# threaded muzzle



## GREENCOUNTYPETE (Jul 25, 2006)

I have to ask the question Manufacturers why are you net threading the muzzle on every barrel leaving the factory?

I admit I might be late to this but I figure a lot of people are.

bought my first bolt action rifle with a threaded muzzle this year I wanted the options it gave me and it came as an option on the gun I bought. thinking one day I might get a suppressor.
after about 300 rounds I added a inexpensive AR Stoner 7.62 muzzle brake to it for 20 dollars on sale I figured hey if it reduces recoil a bit that sounds good not that there was a lot but some recoil.

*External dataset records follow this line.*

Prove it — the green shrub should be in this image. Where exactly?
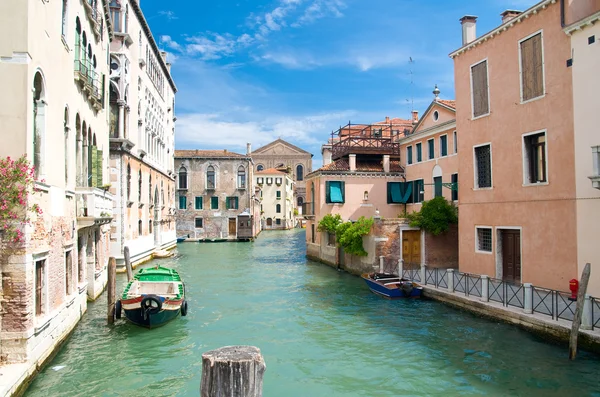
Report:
[406,196,458,236]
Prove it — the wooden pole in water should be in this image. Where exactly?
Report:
[569,263,591,360]
[123,246,133,281]
[107,256,117,324]
[200,346,266,397]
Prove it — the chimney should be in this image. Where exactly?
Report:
[500,10,523,24]
[348,154,356,172]
[321,147,331,165]
[412,110,419,124]
[460,15,477,45]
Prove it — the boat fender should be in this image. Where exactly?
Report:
[115,299,122,320]
[141,294,162,318]
[402,281,414,297]
[181,300,187,317]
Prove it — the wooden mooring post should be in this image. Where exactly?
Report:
[569,263,591,360]
[200,346,266,397]
[106,256,117,324]
[123,246,133,281]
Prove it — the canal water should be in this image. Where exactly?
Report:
[26,230,600,397]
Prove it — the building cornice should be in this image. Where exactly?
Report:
[449,0,558,58]
[129,0,177,93]
[563,11,600,36]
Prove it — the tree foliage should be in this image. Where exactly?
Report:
[336,216,373,256]
[406,196,458,236]
[317,214,342,234]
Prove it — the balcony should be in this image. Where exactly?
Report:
[302,203,315,218]
[330,123,400,160]
[75,187,113,229]
[588,146,600,189]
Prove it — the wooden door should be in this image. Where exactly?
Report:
[229,218,236,236]
[502,230,521,283]
[402,230,421,266]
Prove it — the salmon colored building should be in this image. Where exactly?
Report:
[450,0,578,290]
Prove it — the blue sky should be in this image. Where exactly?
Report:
[141,0,537,168]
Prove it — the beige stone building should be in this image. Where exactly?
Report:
[107,0,177,266]
[254,168,296,230]
[248,138,313,211]
[175,150,260,241]
[0,1,113,386]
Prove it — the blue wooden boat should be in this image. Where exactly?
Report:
[361,273,423,299]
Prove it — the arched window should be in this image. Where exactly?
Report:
[33,72,46,179]
[238,165,246,189]
[127,164,131,201]
[179,165,187,189]
[64,107,71,187]
[296,164,304,181]
[138,170,142,203]
[206,165,217,189]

well it works , it works very well i am now watching the bullet impact the steel target at 200 yards through the scope which is fairly common on a 223 but wasn't happening for me on the 308

the rifle is already fairly heavy at 11 pounds 13 ounces with optic and bipod but it reduced felt recoil by about 50% I have no way of actually measuring but about half is what it feels like which is very little recoil basically 223 recoil from a 308.

so with all the discussions of youth guns and recoil sensitivity threading the barrel while they are threading the breach end do the muzzle end also what could it cost the manufacturer maybe 20 dollars probably less than that it costs a customer a 100-175 to have it done after purchase.

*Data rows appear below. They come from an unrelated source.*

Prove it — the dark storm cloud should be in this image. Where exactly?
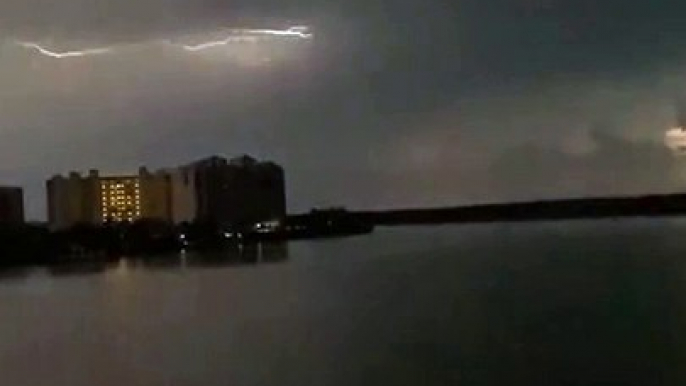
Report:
[0,0,686,217]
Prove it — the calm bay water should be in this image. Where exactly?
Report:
[0,220,686,386]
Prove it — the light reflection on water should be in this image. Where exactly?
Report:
[0,219,686,386]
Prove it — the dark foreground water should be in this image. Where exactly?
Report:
[0,220,686,386]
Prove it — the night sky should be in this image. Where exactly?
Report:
[0,0,686,219]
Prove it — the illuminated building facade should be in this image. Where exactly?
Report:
[46,156,286,229]
[46,169,170,229]
[98,176,141,223]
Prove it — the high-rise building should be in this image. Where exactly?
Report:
[99,176,142,222]
[46,169,170,229]
[46,156,286,229]
[172,156,286,225]
[0,186,24,224]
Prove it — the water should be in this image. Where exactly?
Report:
[0,220,686,386]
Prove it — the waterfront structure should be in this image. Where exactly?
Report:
[46,170,167,229]
[0,186,24,224]
[172,155,286,226]
[46,156,286,229]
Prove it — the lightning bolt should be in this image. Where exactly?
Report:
[175,26,314,52]
[15,42,113,59]
[13,26,314,59]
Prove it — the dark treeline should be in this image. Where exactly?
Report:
[356,194,686,225]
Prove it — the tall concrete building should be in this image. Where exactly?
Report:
[46,169,169,229]
[47,156,286,229]
[0,186,24,224]
[172,156,286,225]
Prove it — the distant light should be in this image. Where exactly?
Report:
[665,127,686,155]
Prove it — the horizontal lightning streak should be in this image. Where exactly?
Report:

if you could sell a gun for 20 dollars more already threaded , and have an option to significantly reduce felt recoil for another 25 why wouldn't you?

if your training a kid you could spend 25 dollars in ammo running ball dummy drills to get them to stop flinching , from behind the rifle with ear protection on I didn't notice it louder but it probably is . but if you worked with that kid with ear plugs and muffs , come opening morning they could be shooting very well when the noise won't matter.

adding a suppressor would be idea but 200 in tax stamp and a bunch of states not allowing them that is a different discussion.


----------



## alleyyooper (Apr 22, 2005)

Winchester and Browning rifles for a while in the past came with their boss system muzzle brake.

Guess it wasn't a big hit how ever as they don't seem to sell them with the boss system any longer.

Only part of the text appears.